A strong auction overall (146 of the 160 lots were sold on the day for a total just over £220,000, with all others getting away via after-sales), it was led by this 12½in (32cm) high tabby cat, modelled, Gallé-style, in a seated upright position with smiling face and applied green glass eyes.

The form comes in a wide variety of different decorative treatments from monochromes to cabbage roses but the naturalistic tones of the tabby is among the most appealing. Wemyss collectors flocked to it and bidding shot to £18,000 (estimate £6000-8000).

The records for Wemyss were set two decades ago when a remarkable £29,000 was bid twice for two sleeping piglets at Sotheby’s in 2004.

However, £18,000 (plus 26% buyer’s premium) is a muscular price for a Wemyss cat, almost matching the £20,000 paid for another tabby as part of the Drambuie collection at Lyon & Turnbull in 2006 and the same sum for a cat decorated with circles and hearts in green against a pink ground at Sotheby’s in 2003.

The Bellamy collection included four Scottish Wemyss felines. The other three also took five figures: a marmalade tabby (£11,000), one with black and white sponged decoration (£10,000) and another with Wemyss thistles (£13,000).

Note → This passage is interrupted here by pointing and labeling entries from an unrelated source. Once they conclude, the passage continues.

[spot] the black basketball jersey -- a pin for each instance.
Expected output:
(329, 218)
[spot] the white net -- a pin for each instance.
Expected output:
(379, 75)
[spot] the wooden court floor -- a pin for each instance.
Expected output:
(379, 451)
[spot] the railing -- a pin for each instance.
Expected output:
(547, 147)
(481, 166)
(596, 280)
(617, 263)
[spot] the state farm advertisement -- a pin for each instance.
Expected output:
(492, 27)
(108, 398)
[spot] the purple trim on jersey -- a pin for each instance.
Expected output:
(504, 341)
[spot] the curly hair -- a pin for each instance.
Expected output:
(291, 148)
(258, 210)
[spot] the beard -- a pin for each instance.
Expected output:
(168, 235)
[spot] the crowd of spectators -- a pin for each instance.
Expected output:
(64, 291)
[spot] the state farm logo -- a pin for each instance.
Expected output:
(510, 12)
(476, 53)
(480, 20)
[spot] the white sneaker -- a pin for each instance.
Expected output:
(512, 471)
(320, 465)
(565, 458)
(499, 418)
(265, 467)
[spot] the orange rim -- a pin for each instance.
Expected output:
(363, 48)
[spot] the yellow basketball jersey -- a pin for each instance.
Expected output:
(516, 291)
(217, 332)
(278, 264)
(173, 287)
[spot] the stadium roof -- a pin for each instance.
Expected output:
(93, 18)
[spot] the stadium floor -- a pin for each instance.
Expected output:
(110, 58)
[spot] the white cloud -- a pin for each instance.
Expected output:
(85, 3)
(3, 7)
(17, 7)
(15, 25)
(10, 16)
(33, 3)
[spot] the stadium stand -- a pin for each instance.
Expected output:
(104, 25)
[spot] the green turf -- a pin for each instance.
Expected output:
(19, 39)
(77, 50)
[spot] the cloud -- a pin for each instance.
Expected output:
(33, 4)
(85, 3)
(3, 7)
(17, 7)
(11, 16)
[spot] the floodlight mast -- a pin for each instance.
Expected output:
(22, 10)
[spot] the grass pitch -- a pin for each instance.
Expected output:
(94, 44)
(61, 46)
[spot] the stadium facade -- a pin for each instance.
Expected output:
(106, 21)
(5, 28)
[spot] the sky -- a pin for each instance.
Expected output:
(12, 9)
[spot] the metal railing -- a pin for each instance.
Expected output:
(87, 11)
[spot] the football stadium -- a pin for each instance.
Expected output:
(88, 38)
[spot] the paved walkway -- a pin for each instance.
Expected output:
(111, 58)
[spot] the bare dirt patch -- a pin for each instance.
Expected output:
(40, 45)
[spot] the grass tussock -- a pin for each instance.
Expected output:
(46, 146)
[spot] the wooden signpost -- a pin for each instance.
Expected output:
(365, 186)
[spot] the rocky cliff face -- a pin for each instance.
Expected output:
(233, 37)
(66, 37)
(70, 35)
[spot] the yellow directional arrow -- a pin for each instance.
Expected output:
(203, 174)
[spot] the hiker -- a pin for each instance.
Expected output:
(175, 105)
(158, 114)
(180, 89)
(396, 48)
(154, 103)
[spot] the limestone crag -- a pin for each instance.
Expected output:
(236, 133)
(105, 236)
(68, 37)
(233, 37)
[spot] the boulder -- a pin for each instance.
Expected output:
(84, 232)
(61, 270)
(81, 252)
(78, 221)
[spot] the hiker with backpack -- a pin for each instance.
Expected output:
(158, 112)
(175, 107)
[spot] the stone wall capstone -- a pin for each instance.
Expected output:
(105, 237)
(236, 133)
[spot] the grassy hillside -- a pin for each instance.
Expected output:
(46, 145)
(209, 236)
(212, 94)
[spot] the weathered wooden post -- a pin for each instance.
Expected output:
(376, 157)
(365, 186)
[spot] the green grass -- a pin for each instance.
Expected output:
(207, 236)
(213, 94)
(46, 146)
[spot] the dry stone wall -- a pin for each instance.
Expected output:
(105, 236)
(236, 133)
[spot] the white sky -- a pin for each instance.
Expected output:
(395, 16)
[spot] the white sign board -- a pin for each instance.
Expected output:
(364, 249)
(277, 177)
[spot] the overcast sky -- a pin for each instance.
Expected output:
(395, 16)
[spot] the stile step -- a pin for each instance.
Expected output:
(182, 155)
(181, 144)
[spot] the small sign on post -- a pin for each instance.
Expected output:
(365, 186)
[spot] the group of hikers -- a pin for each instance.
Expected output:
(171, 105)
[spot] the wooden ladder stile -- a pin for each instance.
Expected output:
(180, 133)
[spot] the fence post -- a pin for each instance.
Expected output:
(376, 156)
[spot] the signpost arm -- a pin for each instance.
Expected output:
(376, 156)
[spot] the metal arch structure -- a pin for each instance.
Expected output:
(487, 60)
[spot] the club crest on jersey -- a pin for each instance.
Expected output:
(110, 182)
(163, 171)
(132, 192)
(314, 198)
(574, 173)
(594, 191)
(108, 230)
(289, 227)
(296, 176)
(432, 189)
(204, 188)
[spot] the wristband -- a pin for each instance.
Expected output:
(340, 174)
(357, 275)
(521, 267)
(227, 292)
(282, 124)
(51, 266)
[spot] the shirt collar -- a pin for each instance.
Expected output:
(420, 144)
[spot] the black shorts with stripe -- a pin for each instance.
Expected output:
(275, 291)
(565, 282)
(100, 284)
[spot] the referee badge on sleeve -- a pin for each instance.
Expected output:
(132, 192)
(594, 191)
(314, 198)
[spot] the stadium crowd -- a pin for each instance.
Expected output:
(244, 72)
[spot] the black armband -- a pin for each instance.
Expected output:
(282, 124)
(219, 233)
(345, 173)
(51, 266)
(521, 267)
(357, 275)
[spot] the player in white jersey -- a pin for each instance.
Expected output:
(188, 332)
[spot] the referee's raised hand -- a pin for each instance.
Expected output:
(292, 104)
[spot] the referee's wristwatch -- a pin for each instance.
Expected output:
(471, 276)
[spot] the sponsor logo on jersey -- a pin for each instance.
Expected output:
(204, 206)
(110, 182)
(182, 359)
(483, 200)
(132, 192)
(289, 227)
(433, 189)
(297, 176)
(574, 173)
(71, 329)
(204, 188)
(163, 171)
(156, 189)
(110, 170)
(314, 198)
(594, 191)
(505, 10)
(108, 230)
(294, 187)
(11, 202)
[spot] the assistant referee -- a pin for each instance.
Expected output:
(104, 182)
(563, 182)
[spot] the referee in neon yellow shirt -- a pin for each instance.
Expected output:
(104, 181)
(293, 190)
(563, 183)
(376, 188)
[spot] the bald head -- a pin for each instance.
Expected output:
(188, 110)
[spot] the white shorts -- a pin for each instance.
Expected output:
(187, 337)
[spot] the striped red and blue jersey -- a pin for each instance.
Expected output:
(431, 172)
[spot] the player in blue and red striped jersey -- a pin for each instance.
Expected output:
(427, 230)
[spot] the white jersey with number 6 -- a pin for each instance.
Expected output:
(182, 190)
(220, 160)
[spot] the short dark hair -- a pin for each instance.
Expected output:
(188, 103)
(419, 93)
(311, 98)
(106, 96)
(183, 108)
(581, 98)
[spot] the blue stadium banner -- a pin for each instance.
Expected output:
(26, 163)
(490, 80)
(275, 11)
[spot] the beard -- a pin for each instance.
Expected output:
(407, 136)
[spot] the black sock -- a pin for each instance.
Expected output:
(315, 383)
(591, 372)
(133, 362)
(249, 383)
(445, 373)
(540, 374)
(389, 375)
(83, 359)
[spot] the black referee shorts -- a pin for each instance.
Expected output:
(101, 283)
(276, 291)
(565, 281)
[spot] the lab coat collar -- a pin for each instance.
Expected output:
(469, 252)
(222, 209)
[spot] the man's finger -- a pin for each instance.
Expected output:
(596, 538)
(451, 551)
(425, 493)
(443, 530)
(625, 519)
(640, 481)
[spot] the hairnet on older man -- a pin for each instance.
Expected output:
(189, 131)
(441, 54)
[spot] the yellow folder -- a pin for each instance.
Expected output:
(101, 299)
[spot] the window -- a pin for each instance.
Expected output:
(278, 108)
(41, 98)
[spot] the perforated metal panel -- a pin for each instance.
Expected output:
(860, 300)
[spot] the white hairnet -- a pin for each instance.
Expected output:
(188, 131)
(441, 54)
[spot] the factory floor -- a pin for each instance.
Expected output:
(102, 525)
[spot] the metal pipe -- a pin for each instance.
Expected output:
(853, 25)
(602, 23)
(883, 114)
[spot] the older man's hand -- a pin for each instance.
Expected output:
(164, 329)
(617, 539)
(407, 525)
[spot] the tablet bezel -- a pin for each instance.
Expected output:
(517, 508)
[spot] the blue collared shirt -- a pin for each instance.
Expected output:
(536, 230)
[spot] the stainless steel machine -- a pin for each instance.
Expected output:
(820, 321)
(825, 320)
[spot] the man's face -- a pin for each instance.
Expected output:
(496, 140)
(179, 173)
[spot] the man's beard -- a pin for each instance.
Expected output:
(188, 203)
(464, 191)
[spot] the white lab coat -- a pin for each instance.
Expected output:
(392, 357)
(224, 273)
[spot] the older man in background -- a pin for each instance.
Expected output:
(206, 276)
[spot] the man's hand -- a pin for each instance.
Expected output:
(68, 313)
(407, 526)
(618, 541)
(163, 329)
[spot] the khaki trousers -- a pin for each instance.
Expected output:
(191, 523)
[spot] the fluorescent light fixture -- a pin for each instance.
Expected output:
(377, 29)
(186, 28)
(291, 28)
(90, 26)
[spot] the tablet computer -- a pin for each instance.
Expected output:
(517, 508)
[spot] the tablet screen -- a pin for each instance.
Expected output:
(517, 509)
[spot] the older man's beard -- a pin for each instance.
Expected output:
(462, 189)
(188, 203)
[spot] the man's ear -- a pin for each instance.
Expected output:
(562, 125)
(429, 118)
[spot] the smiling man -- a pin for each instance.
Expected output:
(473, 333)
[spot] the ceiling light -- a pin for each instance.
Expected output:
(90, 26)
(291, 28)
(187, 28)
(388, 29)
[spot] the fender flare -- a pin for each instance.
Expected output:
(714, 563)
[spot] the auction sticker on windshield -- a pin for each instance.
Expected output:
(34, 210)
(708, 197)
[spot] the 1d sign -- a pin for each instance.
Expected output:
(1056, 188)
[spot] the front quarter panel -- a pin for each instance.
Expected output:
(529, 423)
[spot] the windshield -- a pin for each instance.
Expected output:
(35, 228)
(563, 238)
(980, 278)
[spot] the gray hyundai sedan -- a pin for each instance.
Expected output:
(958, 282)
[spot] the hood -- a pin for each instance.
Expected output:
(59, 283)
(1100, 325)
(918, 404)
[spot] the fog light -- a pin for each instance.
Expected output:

Head of sale John Mackie told ATG: “We are delighted with the results of the auction – a near total sell-out and a testament to the years of careful selection by George Bellamy.

Wemyss baluster vase

Wemyss baluster vase decorated with hollyhocks and bees, signed KN 1915 for Karel Nekola, £12,000 at Lyon & Turnbull.

“His Wemyss collection was characterised by its variety and quality of painting, which was something he was particular about, and there were many rare and exceptional examples, built up over nearly 50 years. It was the perfect antidote to the winter weather, a taste of the countryside in the summer, and collectors old and new turned out to buy, which is just what he would have wanted.”